Thank you for the info.

Reply to
RobertMacy

I probaly missing something but what would be the point of make a 24 bit adc if the 8 lsb will be noise at that bandwidth in a 50R system?

-Lasse

Reply to
Lasse Langwadt Christensen

Well, there's the solution :-)

Considering the specs you set out with this seems to be a project of the budget category "the sky is the limit". So you could take 10 of these LTC converters, add 10 track&hold circuits if needed, and pipe the resulting barrage of data to wherever it needs to be crunched.

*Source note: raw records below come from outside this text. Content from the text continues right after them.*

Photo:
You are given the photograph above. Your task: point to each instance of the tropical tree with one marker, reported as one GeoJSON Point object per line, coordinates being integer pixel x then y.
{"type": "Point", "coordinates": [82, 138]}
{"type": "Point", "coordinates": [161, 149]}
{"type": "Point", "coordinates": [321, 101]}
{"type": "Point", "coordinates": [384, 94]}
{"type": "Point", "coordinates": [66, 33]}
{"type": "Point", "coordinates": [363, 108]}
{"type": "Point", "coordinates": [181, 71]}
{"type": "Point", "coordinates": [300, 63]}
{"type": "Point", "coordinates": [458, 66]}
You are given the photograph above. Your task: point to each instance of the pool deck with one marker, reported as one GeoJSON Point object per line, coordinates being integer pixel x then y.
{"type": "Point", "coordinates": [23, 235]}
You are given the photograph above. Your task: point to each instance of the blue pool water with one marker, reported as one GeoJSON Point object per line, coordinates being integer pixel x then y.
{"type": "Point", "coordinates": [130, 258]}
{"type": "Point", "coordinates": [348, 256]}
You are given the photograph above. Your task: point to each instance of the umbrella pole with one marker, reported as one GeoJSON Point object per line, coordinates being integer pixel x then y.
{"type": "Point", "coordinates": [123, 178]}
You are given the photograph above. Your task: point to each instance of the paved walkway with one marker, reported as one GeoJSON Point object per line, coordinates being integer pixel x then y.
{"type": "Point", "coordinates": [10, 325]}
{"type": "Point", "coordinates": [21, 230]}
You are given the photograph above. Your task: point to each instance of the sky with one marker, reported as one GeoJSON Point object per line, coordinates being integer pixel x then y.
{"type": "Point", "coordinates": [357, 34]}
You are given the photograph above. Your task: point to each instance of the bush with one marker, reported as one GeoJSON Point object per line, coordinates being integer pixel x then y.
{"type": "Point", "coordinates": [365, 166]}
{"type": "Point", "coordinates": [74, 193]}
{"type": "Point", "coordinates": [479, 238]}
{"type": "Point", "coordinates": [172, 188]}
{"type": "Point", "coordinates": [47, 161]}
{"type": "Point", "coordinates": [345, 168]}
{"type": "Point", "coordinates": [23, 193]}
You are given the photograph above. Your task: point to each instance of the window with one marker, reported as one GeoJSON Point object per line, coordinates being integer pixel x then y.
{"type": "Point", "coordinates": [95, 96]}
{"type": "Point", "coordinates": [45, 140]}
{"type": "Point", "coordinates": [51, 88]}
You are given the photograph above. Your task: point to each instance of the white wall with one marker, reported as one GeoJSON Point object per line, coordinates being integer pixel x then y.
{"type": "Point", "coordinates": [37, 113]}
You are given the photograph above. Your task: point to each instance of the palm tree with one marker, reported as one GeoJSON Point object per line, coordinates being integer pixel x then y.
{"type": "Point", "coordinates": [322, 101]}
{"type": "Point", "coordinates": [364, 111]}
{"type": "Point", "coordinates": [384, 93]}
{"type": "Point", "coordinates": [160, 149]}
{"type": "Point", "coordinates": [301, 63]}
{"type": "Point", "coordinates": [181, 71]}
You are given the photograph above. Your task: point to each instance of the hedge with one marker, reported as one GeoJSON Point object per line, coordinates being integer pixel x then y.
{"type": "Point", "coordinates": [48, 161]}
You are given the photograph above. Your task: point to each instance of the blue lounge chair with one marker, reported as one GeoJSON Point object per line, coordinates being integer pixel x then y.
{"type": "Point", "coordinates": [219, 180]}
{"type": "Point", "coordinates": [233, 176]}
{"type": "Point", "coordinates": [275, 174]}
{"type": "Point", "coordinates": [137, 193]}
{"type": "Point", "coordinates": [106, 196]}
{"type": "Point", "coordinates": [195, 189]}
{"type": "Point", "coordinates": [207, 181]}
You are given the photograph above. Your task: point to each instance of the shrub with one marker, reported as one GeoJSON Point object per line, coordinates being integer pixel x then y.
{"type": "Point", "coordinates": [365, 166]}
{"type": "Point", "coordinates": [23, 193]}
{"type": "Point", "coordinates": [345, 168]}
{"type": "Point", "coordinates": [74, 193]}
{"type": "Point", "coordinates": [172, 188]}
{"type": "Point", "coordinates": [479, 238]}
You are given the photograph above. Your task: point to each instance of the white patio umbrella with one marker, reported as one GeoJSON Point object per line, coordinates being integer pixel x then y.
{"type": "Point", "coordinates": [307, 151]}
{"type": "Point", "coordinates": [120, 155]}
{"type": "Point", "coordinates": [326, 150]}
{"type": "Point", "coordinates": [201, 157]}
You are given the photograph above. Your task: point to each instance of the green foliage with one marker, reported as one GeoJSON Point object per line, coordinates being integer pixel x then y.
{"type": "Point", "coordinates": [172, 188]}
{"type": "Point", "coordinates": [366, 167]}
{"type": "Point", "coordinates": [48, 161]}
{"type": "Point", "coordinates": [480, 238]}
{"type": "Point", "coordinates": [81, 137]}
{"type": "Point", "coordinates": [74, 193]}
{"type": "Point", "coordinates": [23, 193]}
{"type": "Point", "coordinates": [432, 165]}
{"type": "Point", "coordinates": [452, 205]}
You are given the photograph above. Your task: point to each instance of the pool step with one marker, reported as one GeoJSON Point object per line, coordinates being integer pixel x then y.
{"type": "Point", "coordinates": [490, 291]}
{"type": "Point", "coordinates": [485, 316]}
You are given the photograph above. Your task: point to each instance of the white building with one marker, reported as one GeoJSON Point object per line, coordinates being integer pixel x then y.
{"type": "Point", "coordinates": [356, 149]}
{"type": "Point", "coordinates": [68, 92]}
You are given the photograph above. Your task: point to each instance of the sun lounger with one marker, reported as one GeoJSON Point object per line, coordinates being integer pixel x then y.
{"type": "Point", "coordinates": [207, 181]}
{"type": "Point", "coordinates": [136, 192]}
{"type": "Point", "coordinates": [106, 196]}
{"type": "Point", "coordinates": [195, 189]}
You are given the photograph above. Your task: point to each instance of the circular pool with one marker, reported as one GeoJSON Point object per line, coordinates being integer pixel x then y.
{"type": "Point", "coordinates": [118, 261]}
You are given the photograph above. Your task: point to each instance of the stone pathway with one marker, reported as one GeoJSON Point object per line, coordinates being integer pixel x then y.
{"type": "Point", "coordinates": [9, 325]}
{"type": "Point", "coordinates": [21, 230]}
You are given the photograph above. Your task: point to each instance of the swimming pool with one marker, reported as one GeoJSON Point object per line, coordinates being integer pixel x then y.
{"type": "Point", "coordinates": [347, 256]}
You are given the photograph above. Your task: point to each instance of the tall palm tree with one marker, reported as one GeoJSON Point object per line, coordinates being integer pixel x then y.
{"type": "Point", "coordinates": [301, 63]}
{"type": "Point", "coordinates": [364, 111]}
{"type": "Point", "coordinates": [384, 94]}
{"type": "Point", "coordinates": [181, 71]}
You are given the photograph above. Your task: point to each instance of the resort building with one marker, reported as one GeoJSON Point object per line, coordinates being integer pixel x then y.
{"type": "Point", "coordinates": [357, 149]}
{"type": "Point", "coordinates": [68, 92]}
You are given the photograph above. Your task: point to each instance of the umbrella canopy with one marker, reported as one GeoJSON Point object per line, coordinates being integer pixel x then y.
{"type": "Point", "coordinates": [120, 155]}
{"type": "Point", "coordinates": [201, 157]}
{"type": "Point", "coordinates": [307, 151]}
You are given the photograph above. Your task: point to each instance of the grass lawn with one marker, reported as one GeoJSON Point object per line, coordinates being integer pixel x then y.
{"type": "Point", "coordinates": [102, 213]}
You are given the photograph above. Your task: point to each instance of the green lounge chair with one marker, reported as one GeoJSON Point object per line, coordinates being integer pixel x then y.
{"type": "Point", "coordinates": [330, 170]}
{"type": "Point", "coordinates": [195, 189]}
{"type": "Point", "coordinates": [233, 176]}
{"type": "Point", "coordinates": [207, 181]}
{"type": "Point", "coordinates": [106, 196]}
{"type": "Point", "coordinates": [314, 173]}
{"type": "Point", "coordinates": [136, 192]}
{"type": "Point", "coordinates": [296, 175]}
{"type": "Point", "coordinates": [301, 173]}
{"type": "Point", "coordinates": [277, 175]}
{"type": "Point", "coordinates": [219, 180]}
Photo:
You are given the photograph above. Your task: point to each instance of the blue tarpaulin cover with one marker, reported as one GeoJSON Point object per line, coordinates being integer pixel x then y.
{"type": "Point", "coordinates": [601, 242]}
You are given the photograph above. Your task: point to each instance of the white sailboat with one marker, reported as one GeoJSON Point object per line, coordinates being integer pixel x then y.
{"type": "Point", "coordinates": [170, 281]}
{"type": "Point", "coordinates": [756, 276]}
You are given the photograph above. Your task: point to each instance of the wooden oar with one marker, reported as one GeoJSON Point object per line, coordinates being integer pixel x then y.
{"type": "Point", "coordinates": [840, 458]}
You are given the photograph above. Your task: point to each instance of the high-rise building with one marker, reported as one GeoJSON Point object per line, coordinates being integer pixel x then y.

No kidding, that's how we did high-end ultrasound machines in the days when 12-bit converters were too slow for the job. If you decide to go that route and need ways to auto-align them for offset, gain and aperture jitter let me know because I've BTDT. The ones I've been involved in had between four and 32 converters ganged. My DSO works the same way when operating single or dual channel, it has four converters that are ganged if you don't use all four channels.

--
Regards, Joerg 

http://www.analogconsultants.com/
Reply to
Joerg

sadly not 'sky limit' budget.

I remember those ultrasonic days. Late 70's? I remember the excitement from getting an 8 bit ADC, much better than the previous 6 bit one, didn't TRW make it? came in a ?? 64 pin ceramic DIP package, the size of a small chocolate bar. and ran HOT!

10 S/H's multiplexed into 10 ADC's could work, interesting. although do need at least two channels.

More detail offline? Or can you share here?

Reply to
RobertMacy

Yes, Vlads Solution, downscaled into the realms of possibility.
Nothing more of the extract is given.